To add to the mix I have degenerative spine with stenosis and spondylolisthesis, plus my S1,L5,L4, and L3 in need of a spinal fusion with rods. I have recently had a laminectomy to remove spine bone to allow the spinal never to move more freely after the sciatica, a nerve being trapped for two and half years. Still convalescing and finding it hard to imagine a second operation where Lupus makes you recover more slowly than a normally fit person.

I have given up working full time and now work from home doing website building. I miss the work environment of chatting to people and getting dressed up.

In the past I have had two divorces, moved countries twice UK to Cyprus and then onto New Zealand. I had a brain haemorrhage whilst giving birth at the age of 27 and now partially sighted. Had an epileptic fit whilst out visiting a customer due to fluorescent light. I’m now menopausal, constantly anaemic with normal iron and B12 levels. I have chronic calcification of both shoulders, which are so bad the lady doing the X-ray shouted out ‘OMG I have never seen it that bad!’ I can no longer lift my arms some days to do my hair, lift a saucepan full of water and sleeping is very painful. My feet are also painful, not sure if it’s due to Lupus, spine nerves or Raynaud's syndrome, but I no longer wear beautiful shoes and can’t walk with the burning pain for more than 15 minutes. As for my bowels, I was diagnosed at the age of 19 with IBS and was told never to have anything that involved cow i.e. grass they eat, milk they produced or beef. Funny that now it’s the norm to reduce Gluten, Dairy and Beef in your diet, back then there was no diets or foods on supermarket shelves.

My dietician has said I most likely have Leaky Gut Syndrome and need to repair myself with restrictive diet and added enzymes. I am now with her help off Gluten, Soy, Dairy, onion, garlic and Nightshade vegetables. I have re-introduced cheese (I love it) and probiotic yogurt. It takes time she keeps telling me, but I hope it makes me better. I will then re-introduce foods one at time to see which ones are the true offenders.

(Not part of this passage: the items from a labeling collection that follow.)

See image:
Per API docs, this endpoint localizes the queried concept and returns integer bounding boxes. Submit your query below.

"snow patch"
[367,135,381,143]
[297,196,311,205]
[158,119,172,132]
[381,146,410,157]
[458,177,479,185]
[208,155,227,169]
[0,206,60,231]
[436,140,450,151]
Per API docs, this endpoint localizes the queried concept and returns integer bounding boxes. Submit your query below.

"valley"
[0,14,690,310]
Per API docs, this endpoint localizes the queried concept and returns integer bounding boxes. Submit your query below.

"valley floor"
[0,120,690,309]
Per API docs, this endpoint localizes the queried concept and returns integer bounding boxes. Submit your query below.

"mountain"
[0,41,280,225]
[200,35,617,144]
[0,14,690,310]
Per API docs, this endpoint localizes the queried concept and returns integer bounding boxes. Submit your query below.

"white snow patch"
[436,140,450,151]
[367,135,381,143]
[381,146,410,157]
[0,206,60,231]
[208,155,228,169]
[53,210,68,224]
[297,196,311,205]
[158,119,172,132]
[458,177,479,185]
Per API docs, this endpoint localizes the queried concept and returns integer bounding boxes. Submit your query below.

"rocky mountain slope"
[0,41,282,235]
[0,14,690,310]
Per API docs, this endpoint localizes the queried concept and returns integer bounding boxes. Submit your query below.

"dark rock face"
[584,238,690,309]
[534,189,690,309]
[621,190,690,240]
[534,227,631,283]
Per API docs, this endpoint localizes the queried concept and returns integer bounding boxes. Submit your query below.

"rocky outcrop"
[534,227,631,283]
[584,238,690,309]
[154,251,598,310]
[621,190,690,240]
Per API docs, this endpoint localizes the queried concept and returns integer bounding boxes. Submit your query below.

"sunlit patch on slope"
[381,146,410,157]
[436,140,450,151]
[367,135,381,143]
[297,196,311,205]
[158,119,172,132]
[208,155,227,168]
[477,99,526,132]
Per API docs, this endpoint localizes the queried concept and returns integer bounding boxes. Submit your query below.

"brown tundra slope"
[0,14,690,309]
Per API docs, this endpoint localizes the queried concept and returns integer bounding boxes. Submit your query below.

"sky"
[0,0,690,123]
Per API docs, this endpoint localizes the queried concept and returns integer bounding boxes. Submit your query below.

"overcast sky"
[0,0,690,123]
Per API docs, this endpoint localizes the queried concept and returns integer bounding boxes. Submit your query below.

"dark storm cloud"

I take each day as it comes, and live constantly in a tired state. I have sat here this morning trying to decide which tasks I can do with my energy level today. Sitting down to write this before I do anything else seemed the best option, then I will make a list and choose which one is more urgent and then see how I feel and decide on the next and possibly the next task. I found an article a year ago about the ‘The Spoon Theory’ and it’s the best explanation I have read about autoimmune disease lethargy.

I would like to wake up tomorrow, after they have found a cure and be my old self again, someone who was always on the go, bubbly, positive attitude and ‘living life to the full’ as once described by someone I knew in my old life. I feel for my supportive husband who has to listen to my aches and pains discussions every night.

By writing and building this website I hope we inspire more people to donate to the finding a cure for the millions who have autoimmune disease all over the world. Or help one person to fully understand their new disease in New Zealand.